Fin dall'inizio il Concerto K 466 in re minore promette suggestioni tenebrose e a tratti diaboliche: il suo linguaggio, e anche la tonalità, insolita per Mozart, sono gli stessi del Requiem e dell'inquietante finale del Don Giovanni. Il primo movimento ("Allegro") si apre con minacciose impennate dell'orchestra, a cui tenta di opporsi invano il pianoforte con un tema un po' più cantabile, ma terribilmente mesto, e questa specie di lotta prosegue con vari e fantasiosi sviluppi in una tensione sempre crescente, finché l'orchestra non tace per lasciare spazio ad una vorticosa "cadenza" (che più o meno equivale ad un assolo) di note a discrezione del solista, anche se ormai quasi tutti usano quelle, stupende, espressamente scritte da uno dei primi pianisti che suonarono questo concerto, un certo Ludwig Van Beethoven, che presto avrebbe fatto parlare di sé. Chi spera di rilassarsi con la successiva "Romance" non si inganni: il nome è invitante e l'inizio è un chiacchierio idilliaco tra pianoforte e fiati, di finezza cameristica, ma all'improvviso l'incanto viene rotto da una micidiale grandinata di note, un possente e drammatico "ponte" centrale che solo a poco a poco finisce per placarsi, con il ritorno al delicato intreccio iniziale. L'ultimo movimento, "Allegro assai" inizia in modo pirotecnico, sprigionando un'energia tremenda, e prosegue con vertiginose evoluzioni del pianoforte e dell'orchestra, per far intravedere solo nelle battute finali un barlume di serenità. Il Concerto K 466, oltre ad essere il mio preferito tra quelli mozartiani, è un "unicum" nel suo genere, concepito con qualche decennio di anticipo sui tempi.

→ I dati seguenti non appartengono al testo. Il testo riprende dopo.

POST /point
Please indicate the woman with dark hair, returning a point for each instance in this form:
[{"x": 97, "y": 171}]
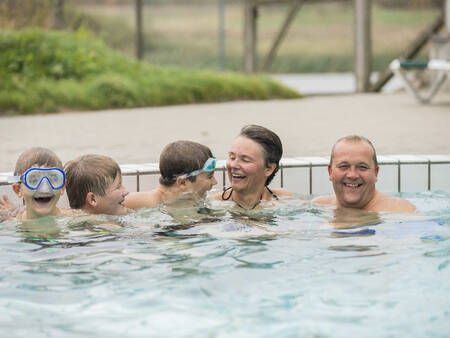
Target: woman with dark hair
[{"x": 253, "y": 161}]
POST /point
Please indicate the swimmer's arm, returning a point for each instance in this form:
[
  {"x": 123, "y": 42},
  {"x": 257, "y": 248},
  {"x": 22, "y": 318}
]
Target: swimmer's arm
[
  {"x": 330, "y": 200},
  {"x": 7, "y": 209},
  {"x": 139, "y": 200},
  {"x": 72, "y": 212},
  {"x": 396, "y": 204},
  {"x": 217, "y": 196}
]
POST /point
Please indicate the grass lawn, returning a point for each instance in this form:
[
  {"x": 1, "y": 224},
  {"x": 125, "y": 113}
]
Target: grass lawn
[
  {"x": 320, "y": 38},
  {"x": 49, "y": 71}
]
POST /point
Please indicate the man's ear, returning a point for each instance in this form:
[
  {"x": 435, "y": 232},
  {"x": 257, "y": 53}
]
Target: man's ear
[
  {"x": 90, "y": 199},
  {"x": 17, "y": 189}
]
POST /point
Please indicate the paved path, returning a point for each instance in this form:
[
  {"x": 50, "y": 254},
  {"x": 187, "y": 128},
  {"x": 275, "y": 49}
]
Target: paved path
[{"x": 396, "y": 124}]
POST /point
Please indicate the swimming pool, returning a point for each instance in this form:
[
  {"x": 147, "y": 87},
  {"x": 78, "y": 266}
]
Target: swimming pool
[{"x": 294, "y": 271}]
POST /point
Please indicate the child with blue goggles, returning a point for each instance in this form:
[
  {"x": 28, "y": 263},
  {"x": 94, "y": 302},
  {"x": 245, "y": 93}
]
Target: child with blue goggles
[
  {"x": 35, "y": 178},
  {"x": 187, "y": 174},
  {"x": 39, "y": 180}
]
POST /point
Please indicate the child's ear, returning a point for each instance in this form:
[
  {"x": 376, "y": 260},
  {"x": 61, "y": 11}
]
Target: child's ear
[
  {"x": 17, "y": 189},
  {"x": 90, "y": 199},
  {"x": 63, "y": 189},
  {"x": 181, "y": 183}
]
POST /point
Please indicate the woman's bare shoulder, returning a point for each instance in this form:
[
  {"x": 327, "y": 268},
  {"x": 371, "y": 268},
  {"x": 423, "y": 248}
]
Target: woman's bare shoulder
[
  {"x": 142, "y": 199},
  {"x": 282, "y": 192}
]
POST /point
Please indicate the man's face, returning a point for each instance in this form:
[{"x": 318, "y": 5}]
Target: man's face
[
  {"x": 112, "y": 203},
  {"x": 353, "y": 174}
]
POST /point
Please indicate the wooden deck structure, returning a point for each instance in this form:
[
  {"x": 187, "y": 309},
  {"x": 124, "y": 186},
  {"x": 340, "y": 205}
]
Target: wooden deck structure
[{"x": 362, "y": 49}]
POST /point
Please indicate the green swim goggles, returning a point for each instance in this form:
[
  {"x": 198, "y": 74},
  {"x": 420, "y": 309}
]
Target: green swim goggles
[
  {"x": 34, "y": 177},
  {"x": 210, "y": 165}
]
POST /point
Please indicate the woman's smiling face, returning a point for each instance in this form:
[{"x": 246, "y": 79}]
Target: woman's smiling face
[{"x": 246, "y": 166}]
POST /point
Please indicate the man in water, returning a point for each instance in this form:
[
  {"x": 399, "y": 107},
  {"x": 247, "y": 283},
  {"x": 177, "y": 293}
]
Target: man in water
[{"x": 353, "y": 170}]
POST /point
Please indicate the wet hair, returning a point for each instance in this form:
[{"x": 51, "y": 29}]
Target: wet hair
[
  {"x": 181, "y": 157},
  {"x": 270, "y": 144},
  {"x": 36, "y": 157},
  {"x": 355, "y": 139},
  {"x": 89, "y": 173}
]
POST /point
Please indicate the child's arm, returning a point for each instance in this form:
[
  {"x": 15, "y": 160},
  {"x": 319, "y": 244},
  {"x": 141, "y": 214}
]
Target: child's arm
[{"x": 7, "y": 209}]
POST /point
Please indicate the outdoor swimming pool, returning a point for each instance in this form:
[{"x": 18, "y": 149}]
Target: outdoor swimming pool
[{"x": 295, "y": 271}]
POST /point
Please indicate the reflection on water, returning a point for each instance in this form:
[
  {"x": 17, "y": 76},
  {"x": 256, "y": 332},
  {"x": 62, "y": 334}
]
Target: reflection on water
[{"x": 296, "y": 270}]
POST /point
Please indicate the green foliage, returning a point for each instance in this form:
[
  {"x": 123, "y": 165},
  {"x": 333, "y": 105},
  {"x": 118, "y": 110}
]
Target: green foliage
[{"x": 46, "y": 71}]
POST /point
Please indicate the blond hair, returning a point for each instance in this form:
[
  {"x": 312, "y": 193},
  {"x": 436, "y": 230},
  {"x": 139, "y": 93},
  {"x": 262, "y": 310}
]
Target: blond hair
[
  {"x": 89, "y": 173},
  {"x": 36, "y": 157},
  {"x": 355, "y": 139}
]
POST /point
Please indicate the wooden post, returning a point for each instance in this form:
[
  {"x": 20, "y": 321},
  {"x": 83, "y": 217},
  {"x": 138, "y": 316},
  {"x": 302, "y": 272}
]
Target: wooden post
[
  {"x": 410, "y": 52},
  {"x": 362, "y": 45},
  {"x": 58, "y": 14},
  {"x": 447, "y": 15},
  {"x": 139, "y": 30},
  {"x": 221, "y": 35},
  {"x": 250, "y": 16},
  {"x": 292, "y": 13}
]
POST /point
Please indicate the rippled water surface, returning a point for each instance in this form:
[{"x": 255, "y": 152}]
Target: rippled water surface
[{"x": 294, "y": 271}]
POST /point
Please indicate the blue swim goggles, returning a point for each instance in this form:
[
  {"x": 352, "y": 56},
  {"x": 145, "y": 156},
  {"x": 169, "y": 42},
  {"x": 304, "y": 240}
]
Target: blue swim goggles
[
  {"x": 209, "y": 166},
  {"x": 33, "y": 177}
]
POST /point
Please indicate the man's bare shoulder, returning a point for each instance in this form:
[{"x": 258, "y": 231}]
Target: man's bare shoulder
[
  {"x": 386, "y": 203},
  {"x": 330, "y": 199},
  {"x": 143, "y": 199},
  {"x": 216, "y": 196}
]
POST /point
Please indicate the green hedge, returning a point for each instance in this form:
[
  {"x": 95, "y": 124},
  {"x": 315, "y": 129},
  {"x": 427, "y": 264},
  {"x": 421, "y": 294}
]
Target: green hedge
[{"x": 46, "y": 71}]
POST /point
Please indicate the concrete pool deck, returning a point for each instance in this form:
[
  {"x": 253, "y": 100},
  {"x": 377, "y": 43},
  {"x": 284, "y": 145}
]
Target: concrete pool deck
[{"x": 395, "y": 122}]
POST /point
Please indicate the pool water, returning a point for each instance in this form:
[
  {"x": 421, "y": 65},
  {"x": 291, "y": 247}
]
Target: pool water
[{"x": 294, "y": 271}]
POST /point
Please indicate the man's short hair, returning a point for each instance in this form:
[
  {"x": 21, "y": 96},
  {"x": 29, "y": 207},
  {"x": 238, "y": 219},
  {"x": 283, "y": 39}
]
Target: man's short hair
[
  {"x": 89, "y": 173},
  {"x": 36, "y": 157},
  {"x": 355, "y": 139},
  {"x": 181, "y": 157}
]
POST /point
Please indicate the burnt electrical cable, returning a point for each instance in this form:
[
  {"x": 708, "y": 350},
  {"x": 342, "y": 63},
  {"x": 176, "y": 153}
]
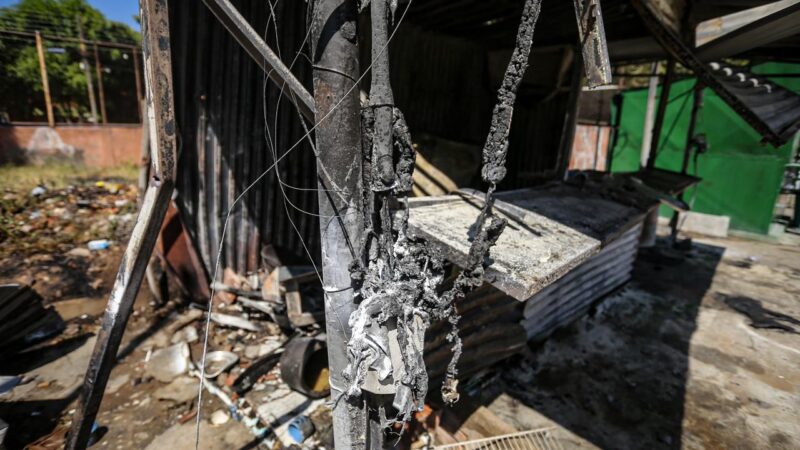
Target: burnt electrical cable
[{"x": 398, "y": 276}]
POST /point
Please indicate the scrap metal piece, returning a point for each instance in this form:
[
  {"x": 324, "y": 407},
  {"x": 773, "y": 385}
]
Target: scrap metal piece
[
  {"x": 245, "y": 381},
  {"x": 218, "y": 362},
  {"x": 304, "y": 366},
  {"x": 226, "y": 320},
  {"x": 168, "y": 363},
  {"x": 592, "y": 36},
  {"x": 272, "y": 65},
  {"x": 163, "y": 138}
]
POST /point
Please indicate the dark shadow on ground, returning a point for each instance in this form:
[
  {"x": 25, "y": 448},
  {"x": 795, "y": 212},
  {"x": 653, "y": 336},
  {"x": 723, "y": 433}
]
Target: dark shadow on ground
[{"x": 618, "y": 376}]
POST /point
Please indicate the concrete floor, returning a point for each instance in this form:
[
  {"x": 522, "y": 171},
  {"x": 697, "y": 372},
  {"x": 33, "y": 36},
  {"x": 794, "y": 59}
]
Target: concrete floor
[{"x": 700, "y": 351}]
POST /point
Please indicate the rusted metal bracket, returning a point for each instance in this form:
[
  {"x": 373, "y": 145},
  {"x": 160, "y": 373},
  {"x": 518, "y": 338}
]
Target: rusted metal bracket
[
  {"x": 252, "y": 43},
  {"x": 593, "y": 42},
  {"x": 161, "y": 117}
]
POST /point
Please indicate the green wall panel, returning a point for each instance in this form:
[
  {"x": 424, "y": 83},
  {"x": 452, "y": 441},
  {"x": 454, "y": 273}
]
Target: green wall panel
[{"x": 741, "y": 176}]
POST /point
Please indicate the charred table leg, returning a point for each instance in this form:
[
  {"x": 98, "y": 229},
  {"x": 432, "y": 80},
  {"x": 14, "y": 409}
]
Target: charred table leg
[{"x": 158, "y": 80}]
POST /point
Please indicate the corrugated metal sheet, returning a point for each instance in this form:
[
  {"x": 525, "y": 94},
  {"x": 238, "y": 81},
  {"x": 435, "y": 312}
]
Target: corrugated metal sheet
[
  {"x": 777, "y": 107},
  {"x": 220, "y": 95},
  {"x": 571, "y": 296},
  {"x": 540, "y": 439}
]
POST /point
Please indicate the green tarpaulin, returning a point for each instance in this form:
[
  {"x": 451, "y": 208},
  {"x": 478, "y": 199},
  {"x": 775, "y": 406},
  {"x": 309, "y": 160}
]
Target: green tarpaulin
[{"x": 741, "y": 176}]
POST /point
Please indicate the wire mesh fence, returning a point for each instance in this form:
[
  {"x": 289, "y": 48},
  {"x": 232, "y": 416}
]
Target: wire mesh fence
[{"x": 46, "y": 77}]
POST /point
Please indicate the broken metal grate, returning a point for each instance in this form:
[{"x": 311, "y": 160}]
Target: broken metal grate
[{"x": 539, "y": 439}]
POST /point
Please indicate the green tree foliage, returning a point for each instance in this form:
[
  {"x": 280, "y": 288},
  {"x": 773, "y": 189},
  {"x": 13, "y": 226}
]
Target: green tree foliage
[{"x": 20, "y": 78}]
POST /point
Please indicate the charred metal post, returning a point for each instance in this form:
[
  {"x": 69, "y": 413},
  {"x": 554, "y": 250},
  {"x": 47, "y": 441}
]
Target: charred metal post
[
  {"x": 381, "y": 98},
  {"x": 334, "y": 38},
  {"x": 697, "y": 105},
  {"x": 663, "y": 101},
  {"x": 592, "y": 35},
  {"x": 161, "y": 117}
]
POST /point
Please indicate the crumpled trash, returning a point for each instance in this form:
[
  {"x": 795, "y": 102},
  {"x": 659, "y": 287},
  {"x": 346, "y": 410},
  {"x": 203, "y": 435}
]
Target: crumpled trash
[
  {"x": 234, "y": 322},
  {"x": 168, "y": 363},
  {"x": 38, "y": 191},
  {"x": 7, "y": 383},
  {"x": 99, "y": 244}
]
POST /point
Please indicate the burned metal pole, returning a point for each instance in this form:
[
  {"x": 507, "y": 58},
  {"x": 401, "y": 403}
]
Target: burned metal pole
[
  {"x": 334, "y": 40},
  {"x": 697, "y": 105},
  {"x": 161, "y": 115},
  {"x": 663, "y": 101}
]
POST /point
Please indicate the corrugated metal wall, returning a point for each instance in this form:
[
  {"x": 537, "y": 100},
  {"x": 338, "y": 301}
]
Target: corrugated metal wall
[
  {"x": 442, "y": 84},
  {"x": 219, "y": 95}
]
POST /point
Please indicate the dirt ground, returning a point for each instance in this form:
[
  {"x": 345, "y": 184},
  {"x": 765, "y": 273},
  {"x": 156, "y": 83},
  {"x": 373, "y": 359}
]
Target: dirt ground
[{"x": 699, "y": 350}]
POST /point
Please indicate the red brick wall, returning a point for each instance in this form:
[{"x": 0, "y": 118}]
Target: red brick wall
[
  {"x": 97, "y": 146},
  {"x": 584, "y": 148}
]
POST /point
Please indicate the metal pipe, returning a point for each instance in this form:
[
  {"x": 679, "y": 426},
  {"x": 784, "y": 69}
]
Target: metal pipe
[
  {"x": 381, "y": 98},
  {"x": 649, "y": 117},
  {"x": 161, "y": 115},
  {"x": 334, "y": 38},
  {"x": 45, "y": 83},
  {"x": 252, "y": 43},
  {"x": 697, "y": 105},
  {"x": 663, "y": 101},
  {"x": 87, "y": 73}
]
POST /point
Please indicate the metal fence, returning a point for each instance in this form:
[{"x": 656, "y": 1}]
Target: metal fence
[{"x": 48, "y": 78}]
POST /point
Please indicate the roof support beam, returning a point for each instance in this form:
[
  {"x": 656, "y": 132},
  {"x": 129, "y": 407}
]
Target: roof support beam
[
  {"x": 765, "y": 30},
  {"x": 252, "y": 43}
]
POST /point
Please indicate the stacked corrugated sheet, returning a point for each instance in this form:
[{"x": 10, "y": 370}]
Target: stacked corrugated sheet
[{"x": 569, "y": 297}]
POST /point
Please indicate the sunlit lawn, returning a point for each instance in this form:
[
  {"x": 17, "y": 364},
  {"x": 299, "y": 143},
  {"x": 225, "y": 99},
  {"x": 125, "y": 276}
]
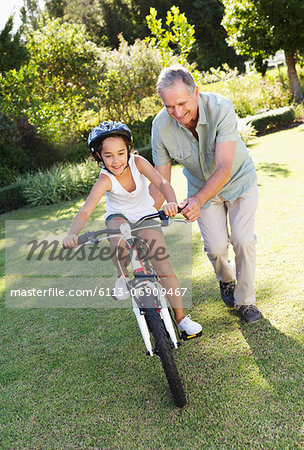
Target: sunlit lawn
[{"x": 80, "y": 378}]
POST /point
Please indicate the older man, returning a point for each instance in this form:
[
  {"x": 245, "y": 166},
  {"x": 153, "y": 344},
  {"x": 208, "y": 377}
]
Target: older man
[{"x": 199, "y": 131}]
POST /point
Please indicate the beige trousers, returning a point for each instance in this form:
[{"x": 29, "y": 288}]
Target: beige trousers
[{"x": 214, "y": 228}]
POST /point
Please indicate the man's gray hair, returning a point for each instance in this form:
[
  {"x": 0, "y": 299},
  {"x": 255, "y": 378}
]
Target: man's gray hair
[{"x": 170, "y": 75}]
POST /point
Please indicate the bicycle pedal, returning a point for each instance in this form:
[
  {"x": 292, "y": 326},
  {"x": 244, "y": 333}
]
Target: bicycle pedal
[{"x": 187, "y": 337}]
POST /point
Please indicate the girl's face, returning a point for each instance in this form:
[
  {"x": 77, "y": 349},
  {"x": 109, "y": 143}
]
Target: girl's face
[{"x": 115, "y": 154}]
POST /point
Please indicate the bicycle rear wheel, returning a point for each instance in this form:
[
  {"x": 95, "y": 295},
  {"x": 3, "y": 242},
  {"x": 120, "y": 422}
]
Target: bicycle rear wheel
[{"x": 163, "y": 350}]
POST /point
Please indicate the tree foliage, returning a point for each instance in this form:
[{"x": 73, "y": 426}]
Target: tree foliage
[
  {"x": 12, "y": 49},
  {"x": 106, "y": 19},
  {"x": 178, "y": 38},
  {"x": 260, "y": 28}
]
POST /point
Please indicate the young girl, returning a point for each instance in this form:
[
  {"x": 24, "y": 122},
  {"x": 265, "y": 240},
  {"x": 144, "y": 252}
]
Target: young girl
[{"x": 122, "y": 180}]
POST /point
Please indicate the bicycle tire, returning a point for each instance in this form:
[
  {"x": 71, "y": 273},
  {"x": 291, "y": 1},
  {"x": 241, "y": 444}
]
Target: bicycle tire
[{"x": 163, "y": 350}]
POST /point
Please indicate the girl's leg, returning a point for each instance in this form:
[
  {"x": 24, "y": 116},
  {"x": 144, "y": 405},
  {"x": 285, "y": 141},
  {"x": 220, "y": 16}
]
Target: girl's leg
[
  {"x": 117, "y": 246},
  {"x": 163, "y": 268}
]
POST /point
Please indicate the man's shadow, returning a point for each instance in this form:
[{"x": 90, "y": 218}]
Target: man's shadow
[{"x": 280, "y": 359}]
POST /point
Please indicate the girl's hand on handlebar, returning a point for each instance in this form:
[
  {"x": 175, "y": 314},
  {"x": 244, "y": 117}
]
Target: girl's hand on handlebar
[
  {"x": 170, "y": 209},
  {"x": 70, "y": 241}
]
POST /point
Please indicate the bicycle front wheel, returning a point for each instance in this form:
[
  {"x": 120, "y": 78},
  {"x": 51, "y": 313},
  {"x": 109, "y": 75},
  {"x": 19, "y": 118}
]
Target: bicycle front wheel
[{"x": 163, "y": 350}]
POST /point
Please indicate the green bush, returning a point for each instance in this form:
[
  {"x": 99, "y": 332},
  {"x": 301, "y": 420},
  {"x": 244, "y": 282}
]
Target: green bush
[
  {"x": 7, "y": 176},
  {"x": 60, "y": 183},
  {"x": 127, "y": 76},
  {"x": 280, "y": 116},
  {"x": 12, "y": 197},
  {"x": 246, "y": 130},
  {"x": 251, "y": 94}
]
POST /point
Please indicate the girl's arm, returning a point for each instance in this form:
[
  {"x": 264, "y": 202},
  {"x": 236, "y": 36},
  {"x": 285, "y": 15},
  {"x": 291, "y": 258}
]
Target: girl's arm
[
  {"x": 158, "y": 181},
  {"x": 102, "y": 185}
]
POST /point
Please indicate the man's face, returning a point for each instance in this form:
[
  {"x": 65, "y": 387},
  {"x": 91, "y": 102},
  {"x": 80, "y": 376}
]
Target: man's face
[{"x": 180, "y": 104}]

Molto più convenzionale il Concerto K 482, nella maestosa tonalità di mi bemolle maggiore, assai frequente nelle opere di Mozart. Bellissimo, ma di una bellezza più armonica, luminosa, che si esalta nei vigorosi scoppi di trombe e timpani dell'"Allegro" iniziale, alternati ad una grande varietà di motivi cantabili. Tuttavia anche qui l'inquietudine preromantica è in agguato, concentrata nell'"Andante" centrale, in cui un tema già di suo malinconico è la base per una serie di variazioni via via sempre più intense, che poco prima della fine arrivano a strappare qualche lacrima. Anche qui si apprezza la maestria di Mozart nella creazione di raffinatissimi dialoghi tra pianoforte e fiati. Il finale ("Allegro - Andantino cantabile -Tempo primo") è composto in realtà da due movimenti: un brioso e sereno Allegro che incorpora più o meno a metà un delizioso lento (l'Andantino cantabile) per poi riprendere con l'energia di prima e concludere in gloria questo altro capolavoro, molto meno noto e suonato del primo.
Un solo disco per due Mozart diversi, quasi estranei, accomunati solo da una perfezione disumana, naturalmente nel senso buono.